Pesan tersebut lantas dirangkai oleh sikap yang harus semakin diteguhkan bahwa hidup adalah wasilah—bukan ghoyah atau tujuan. Sikap dasar ini tidak boleh terbalik-balik. Yang sedang dialami oleh banyak manusia hari ini adalah kewolak-walik, terbalik-balik: yang wasilah dijadikan ghoyah. Yang sarana dijadikan tujuan, yang tujuan dianggap sarana. Inilah awal segala keruwetan persoalan yang melilit Indonesia.

Maiyah tidak meng-ghoyah-kan dunia. Tidak ada eksistensi dan popularitas karena kita iman kepada Allah. Karena itu Allah adalah faktor utama dalam hidup kita, demikian Cak Nun menegaskan. Sedangkan dalam berbagai kenyataan hidup kita menjumpai Allah dan Rasulullah tidak menjadi faktor primer. Allah sekadar menjadi pelengkap penderita, dihadirkan saat sedang butuh saja. Itu pun dengan sikap pandang bahwa dunia adalah ghoyah atau tujuan.

Memasuki tahun 2017 Cak Nun berpesan agar menjadikan peristiwa apa saja yang kita alami sebagai rahmat dari Allah. Miskin-kaya, duka-gembira, nikmat-musibah adalah rahmat. Bagaimana hal ini dipahami?
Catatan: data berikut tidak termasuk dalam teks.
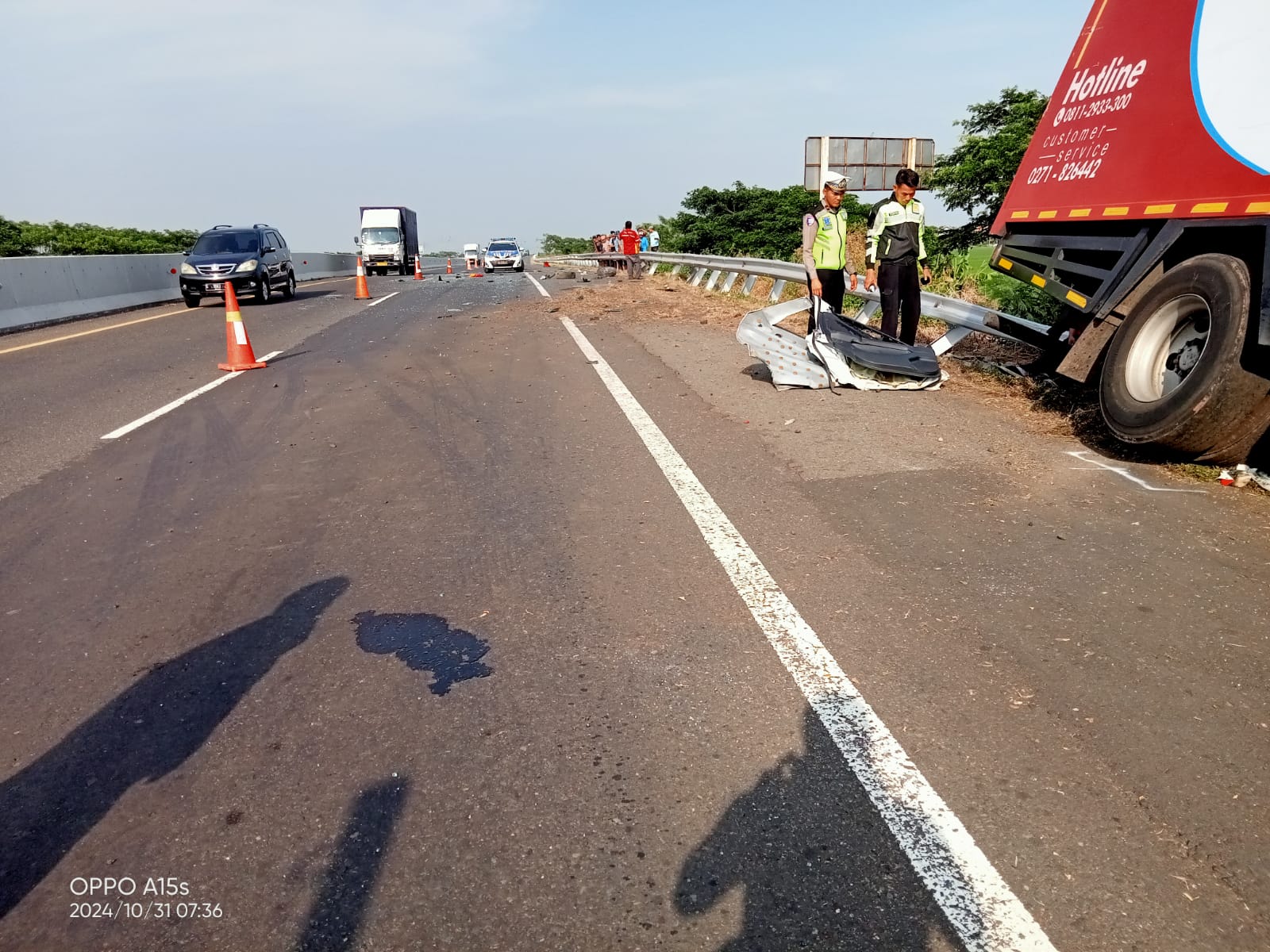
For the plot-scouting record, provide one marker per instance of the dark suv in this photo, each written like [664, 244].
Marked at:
[256, 260]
Hidup adalah getaran yang mengalir, demikian Cak Nun membuka mata pandang jamaah. Tidak ada yang berhenti. Semua berlangsung dalam proses. Duka atau bahagia tidak terletak pada peristiwa di depan kita, melainkan bergantung pada bagaimana kita melihat dan menyikapinya.
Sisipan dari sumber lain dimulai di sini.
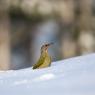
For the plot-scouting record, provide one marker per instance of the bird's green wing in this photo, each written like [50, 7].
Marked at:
[40, 61]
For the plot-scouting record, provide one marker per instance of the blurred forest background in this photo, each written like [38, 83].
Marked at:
[25, 25]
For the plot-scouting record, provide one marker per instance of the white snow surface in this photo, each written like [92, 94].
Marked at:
[74, 76]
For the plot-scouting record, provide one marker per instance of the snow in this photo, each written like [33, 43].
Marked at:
[74, 76]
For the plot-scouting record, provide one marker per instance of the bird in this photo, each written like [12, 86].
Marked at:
[45, 59]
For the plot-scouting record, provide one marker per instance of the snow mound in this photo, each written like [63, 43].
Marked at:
[74, 76]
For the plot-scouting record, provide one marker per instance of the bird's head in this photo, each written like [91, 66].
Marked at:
[44, 47]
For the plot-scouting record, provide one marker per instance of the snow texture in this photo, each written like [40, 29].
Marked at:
[74, 76]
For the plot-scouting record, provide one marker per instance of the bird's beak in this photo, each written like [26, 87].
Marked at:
[49, 44]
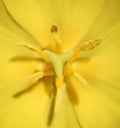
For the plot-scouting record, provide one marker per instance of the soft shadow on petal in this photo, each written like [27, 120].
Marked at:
[73, 17]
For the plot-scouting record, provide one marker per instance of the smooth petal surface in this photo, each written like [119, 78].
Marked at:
[73, 17]
[101, 70]
[29, 22]
[16, 63]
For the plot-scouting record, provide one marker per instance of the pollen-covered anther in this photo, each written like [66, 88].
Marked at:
[85, 47]
[90, 44]
[56, 34]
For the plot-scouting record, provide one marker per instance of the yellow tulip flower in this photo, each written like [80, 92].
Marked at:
[60, 64]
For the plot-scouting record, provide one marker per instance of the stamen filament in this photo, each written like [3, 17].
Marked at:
[85, 47]
[55, 32]
[39, 52]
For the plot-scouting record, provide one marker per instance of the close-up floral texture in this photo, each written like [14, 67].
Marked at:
[59, 64]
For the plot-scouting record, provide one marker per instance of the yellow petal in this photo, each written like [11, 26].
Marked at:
[73, 18]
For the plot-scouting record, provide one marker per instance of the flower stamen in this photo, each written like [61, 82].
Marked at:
[85, 47]
[39, 52]
[56, 34]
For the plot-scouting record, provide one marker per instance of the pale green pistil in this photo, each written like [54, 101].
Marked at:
[58, 61]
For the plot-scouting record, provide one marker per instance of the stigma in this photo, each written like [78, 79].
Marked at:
[60, 62]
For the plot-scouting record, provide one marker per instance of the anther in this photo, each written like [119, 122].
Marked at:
[55, 32]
Yang berjuang, teruslah berjuang. Yang bekerja, teruslah bekerja. Asal pada titik tertentu dari perjalanan itu kita berharap hanya kepada Allah. Wa ilaa rabbika farghob.

Karena itu, apa yang diperoleh dari Maiyah hendaknya ditadabburi dan dimanfaatkan minimal untuk diri sendiri dan keluarga. Jika keluarga sudah tegak, barulah bersedekah untuk lingkungan paling dekat, sesuai skala amanah yang dititipkan Allah kepada kita.